Prognosis of Nonagenarian ICU Patients A Bayesian analysis of
prospective European studies
Annals of
Intensive Care volume 15,
Article number: 85 (2025)
Background
As the population ages, the number of very elderly patients
(≥ 90 years, nonagenarians) admitted to intensive care units
(ICUs) is increasing. This trend raises concerns about the appropriateness of
ICU care for this age group, especially due to the uncertainty surrounding
their prognosis. Some studies suggest that elderly ICU patients have outcomes
similar to slightly younger patients, but skepticism remains due to clinical
judgment, cultural attitudes, and resource allocation concerns.
Methods
We reassessed the 30-day mortality risk of nonagenarians
admitted to ICUs using data from the VIP1, VIP2, and COVIP registries. Bayesian
statistical methods, including Markov Chain Monte Carlo (MCMC) simulations,
were used to estimate the relative risk (RR) of mortality for nonagenarians
compared to octogenarians (80–89 years). Various prior assumptions
(non-informative, pessimistic, and skeptical) were incorporated. The analysis
adjusted for key variables such as SOFA score, frailty, and treatment limitations.
Results
A total of 8,408 patients were included, consisting of 807
nonagenarians and 7,601 octogenarians. The 30-day mortality rate was 45% for
nonagenarians and 42% for octogenarians (p = 0.12).
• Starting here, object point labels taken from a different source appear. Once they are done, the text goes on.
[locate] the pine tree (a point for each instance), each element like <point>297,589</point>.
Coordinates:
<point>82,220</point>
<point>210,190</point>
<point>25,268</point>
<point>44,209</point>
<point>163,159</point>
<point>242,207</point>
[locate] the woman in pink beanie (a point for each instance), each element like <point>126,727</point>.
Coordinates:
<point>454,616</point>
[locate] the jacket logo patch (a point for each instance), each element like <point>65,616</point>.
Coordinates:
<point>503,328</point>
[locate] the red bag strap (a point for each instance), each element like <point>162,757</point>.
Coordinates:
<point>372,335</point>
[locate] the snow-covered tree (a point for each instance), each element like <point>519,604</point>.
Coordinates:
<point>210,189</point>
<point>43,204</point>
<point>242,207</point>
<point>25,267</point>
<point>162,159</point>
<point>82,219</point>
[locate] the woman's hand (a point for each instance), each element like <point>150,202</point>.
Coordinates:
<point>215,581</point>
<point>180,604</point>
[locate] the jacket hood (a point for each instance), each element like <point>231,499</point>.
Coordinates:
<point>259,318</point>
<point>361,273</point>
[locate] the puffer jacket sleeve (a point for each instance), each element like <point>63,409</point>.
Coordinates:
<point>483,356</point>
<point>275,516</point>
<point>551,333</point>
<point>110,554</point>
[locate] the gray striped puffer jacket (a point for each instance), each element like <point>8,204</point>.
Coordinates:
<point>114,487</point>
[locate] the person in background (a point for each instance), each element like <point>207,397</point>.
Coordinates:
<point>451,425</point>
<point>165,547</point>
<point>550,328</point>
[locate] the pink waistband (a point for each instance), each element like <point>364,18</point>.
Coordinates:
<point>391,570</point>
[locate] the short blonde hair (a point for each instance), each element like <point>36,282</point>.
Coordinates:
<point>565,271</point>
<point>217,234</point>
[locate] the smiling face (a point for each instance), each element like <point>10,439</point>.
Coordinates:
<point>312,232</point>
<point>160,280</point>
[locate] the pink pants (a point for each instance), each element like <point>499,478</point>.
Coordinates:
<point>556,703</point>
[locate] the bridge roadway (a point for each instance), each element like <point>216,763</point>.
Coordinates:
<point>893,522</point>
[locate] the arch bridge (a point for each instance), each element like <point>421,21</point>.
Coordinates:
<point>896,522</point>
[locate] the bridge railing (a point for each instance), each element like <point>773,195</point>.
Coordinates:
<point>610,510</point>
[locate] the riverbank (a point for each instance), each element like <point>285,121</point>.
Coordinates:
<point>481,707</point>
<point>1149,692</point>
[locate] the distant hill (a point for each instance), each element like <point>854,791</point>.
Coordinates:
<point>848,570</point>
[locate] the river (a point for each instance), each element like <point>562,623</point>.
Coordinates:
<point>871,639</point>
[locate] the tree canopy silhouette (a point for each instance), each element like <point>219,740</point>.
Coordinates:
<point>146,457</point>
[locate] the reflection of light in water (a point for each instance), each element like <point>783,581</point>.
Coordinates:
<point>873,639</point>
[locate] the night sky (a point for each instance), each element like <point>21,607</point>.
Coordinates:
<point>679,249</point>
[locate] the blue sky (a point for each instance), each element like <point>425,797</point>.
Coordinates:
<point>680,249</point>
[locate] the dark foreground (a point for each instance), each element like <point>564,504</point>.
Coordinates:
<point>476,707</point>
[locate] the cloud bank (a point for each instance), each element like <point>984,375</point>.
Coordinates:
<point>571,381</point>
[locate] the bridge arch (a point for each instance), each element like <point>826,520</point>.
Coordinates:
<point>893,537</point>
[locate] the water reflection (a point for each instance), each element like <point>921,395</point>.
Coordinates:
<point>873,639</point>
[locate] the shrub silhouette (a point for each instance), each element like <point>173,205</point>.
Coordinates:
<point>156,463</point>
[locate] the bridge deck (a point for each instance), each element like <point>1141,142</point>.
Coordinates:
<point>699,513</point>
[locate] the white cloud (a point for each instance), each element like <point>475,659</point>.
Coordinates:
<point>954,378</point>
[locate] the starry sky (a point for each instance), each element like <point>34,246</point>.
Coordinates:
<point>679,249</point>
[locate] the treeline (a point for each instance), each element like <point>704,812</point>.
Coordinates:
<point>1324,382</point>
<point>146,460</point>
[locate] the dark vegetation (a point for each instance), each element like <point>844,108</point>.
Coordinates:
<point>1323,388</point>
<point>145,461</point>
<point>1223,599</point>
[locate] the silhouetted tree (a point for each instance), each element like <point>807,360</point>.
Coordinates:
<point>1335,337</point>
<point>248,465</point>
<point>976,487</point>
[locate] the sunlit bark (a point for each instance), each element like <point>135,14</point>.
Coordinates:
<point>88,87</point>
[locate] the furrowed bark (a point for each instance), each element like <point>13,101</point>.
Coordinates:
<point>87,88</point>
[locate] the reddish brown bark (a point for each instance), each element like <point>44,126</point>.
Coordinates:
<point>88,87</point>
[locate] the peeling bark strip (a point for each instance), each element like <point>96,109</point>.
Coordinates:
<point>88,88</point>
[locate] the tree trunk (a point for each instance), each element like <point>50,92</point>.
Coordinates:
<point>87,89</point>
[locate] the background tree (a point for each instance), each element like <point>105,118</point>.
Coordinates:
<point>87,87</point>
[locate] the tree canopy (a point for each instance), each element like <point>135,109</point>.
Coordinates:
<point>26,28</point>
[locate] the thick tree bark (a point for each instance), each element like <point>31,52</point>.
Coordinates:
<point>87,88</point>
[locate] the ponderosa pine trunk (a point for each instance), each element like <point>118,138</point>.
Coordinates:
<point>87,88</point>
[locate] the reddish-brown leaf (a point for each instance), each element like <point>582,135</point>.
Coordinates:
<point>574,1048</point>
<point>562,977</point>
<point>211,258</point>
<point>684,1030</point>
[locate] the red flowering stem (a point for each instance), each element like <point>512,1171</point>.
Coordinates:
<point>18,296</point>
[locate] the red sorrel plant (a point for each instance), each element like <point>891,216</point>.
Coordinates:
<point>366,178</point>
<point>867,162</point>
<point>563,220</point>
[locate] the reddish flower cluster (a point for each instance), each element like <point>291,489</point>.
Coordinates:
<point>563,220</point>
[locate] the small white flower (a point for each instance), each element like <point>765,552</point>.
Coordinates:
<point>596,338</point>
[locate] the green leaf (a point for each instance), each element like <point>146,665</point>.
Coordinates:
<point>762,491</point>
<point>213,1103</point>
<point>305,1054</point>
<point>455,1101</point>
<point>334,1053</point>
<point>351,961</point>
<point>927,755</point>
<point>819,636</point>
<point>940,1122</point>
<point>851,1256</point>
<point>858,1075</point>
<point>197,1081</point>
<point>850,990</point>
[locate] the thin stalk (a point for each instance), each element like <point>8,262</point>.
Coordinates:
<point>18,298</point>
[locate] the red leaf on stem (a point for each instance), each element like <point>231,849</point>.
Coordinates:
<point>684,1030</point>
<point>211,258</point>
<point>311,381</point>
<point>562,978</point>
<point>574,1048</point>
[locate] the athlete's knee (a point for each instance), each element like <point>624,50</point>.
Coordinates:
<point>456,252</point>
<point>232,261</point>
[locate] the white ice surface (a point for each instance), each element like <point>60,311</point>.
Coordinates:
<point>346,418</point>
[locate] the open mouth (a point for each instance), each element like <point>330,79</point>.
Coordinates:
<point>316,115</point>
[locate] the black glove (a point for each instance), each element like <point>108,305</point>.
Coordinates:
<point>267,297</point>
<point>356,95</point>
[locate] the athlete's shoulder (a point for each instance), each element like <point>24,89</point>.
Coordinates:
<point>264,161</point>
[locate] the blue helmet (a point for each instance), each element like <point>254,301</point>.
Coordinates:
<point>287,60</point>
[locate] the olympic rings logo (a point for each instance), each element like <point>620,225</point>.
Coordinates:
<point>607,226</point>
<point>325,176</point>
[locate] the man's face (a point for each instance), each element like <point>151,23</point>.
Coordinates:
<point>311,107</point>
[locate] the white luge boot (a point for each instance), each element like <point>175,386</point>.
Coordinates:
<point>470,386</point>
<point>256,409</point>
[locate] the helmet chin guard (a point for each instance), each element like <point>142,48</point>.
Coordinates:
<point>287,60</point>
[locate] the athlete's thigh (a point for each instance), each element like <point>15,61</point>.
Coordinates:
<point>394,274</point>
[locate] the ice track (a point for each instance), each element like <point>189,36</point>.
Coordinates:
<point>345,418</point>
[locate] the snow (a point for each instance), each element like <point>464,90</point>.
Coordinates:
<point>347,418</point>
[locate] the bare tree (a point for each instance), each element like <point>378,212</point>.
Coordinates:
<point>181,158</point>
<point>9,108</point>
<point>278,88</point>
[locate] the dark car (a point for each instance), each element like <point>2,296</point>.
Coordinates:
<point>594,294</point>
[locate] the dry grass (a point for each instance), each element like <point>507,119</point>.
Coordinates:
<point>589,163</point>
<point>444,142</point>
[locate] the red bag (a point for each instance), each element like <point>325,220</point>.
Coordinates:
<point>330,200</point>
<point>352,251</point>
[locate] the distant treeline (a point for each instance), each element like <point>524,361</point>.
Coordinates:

Bayesian analysis
revealed a high probability (81.1–97.9%) that
nonagenarians face a higher 30-day mortality risk. However, the probability of
a clinically significantly increase in mortality (RR > 1.1)
was moderate (28.9–34.7%), and the probability of a
substantial increase (RR > 1.2) was very low (0.03–1.9%).
Conclusion
Nonagenarians in the ICU have a slightly higher 30-day
mortality risk compared to octogenarians, but the increase is unlikely to
exceed clinically meaningful thresholds. Bayesian methods offer more refined
mortality risk assessment, suggesting that ICU admission decisions should be
based on individualized factors, not just age.